I can also remember me and my brothers using our parents' record collection as Frisbees, but this was before I fell in love with music, and, in all fairness, my parents' taste in music wasn't all that hip, a lot of Beach Boys and The Archies. So I launched a 33 1/3 RPM LP into the air, and we were watching it, and, as it descends, it lands across the bridge of Derek's nose, shattering the disc and cutting Derek enough to require a trip to the ER and 5 stitches across the bridge of his nose.

Derek and I wanted to be Indians one time (feather, not dot) and held each other down and with Crayola crayons "painted" our faces with war paint. I'm not sure what hurt worse, the crayon going on or coming off, but I do NOT recommend anyone trying this. It's much easier to use actual paint, as we found out later when we broke into Daddy's tool shed and found the spray paint. You want blue hair, OK, you got it!

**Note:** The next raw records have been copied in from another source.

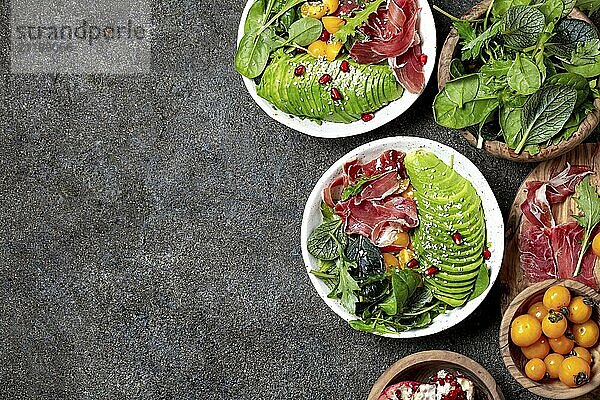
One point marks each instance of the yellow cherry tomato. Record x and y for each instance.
(580, 310)
(390, 260)
(557, 297)
(525, 330)
(554, 325)
(313, 9)
(539, 349)
(535, 369)
(405, 256)
(402, 239)
(333, 49)
(332, 24)
(561, 345)
(331, 5)
(586, 334)
(538, 310)
(596, 245)
(582, 353)
(574, 371)
(317, 49)
(553, 362)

I broke both of my arms lifting weights when I was 12 years old. I guess I should say I broke both of my arms TRYING to lift weights, as I never really got them lifted before waking up on the ground with the bar across my chest. 2 and a half months with both arms in casts, and I broke them the end of March, so a lot of my summer was gone. I had also been playing guitar by this time, and the time away made me really miss it. I gave up my thoughts of playing football and focused on guitar. I started getting records from my uncle Steve and hearing Dylan and Hendrix. I heard Albert King and Muddy Waters. I started hangin' out with my grandparents and playing music with the grownups, riding around and meeting all these "sharecropper left-behinds" and hearing the blues, bluegrass, and folk music styles that Mississippi is so famous for. I can still hear my grandma and her brother, Edmond, in sibling harmony:
High up over yonder tell me what do you see?
Bear tracks, bear tracks, lookin' back at me.
Better get the rifles boys, before it's too late
The bear's got a little pig and headed for the gate.
I bet Derek is glad I finally picked up guitar. For some reason, once I started playing, everyone stopped getting hurt. Music made me "normal."